= Barasala =

Hindu naming ceremony

Barasala (also Namakarana Dolarohana or Naam Karan, or spelled Balasare) is a traditional ceremony of naming a newborn baby among Hindu communities of India.

==Process==
The Barasala is usually celebrated on the 7th day, 11th day, 16th day, 21st day, 3rd month, 5th month or 29th month after the birth of a child. Brahmins determine an auspicious time for the ceremony, which is conducted either at a temple or at home. Prior to this function, the house is cleaned well to perform some pujas.

On the day, the baby is given a bath, clothed and placed in a cradle. Women gather around the cradle to sing traditional songs. In the ritual, the mother is honoured and the child is blessed by the elders of the family and community. The father whispers the baby's name into its ear three times. The name is also written on rice spread on the floor or on a tray. The child's maternal uncle takes a gold ring dipped in a mixture of cow milk & honey and puts it on the baby's tongue. The elders then give blessings to the child that it may earn a good reputation, become a great person, and have a bright future. Many communities combine this ceremony with cradle ceremony on 21st day after checking out auspicious time and date without Rahukalam and durmuhurtam.

The cradle is cleaned and turmeric and vermilion is applied and decorated it with flowers. Tambulam is placed in the four corners of the swing, and the baby is placed in the cradle by the elder member from the child's father's family, with or without the priest chanting mantras.
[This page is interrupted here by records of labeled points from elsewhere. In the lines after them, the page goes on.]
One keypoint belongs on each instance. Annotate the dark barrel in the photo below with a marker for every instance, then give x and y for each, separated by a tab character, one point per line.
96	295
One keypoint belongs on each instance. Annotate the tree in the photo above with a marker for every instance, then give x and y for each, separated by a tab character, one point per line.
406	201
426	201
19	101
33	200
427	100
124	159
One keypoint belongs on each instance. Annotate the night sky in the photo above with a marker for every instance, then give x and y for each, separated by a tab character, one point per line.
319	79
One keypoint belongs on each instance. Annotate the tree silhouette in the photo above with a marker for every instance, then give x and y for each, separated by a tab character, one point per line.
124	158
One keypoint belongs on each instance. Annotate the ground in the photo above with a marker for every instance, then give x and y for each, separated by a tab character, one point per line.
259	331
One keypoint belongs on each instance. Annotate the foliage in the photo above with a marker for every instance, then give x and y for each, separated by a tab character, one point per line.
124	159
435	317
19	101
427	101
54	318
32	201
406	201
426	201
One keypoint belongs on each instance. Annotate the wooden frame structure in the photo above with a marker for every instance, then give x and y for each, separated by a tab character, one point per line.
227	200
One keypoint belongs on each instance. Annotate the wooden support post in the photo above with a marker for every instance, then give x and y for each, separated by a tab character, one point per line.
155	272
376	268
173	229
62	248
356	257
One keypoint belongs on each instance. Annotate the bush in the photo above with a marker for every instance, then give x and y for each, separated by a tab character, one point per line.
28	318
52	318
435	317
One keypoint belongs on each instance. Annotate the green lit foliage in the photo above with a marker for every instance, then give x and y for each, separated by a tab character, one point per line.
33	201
The child is placed in and the elder swings the cradle three times followed by akshintalu and a blessing of the child. Blessings from the rest of the family follow.

The ceremony is performed at home or in a temple.

==Purpose==
Although the child cannot understand the purpose, the ceremony helps the parents to realise that they have to shape their child into a good citizen and show a bright future to the child. It also helps the guests to realise the greatness and sweetness of human life.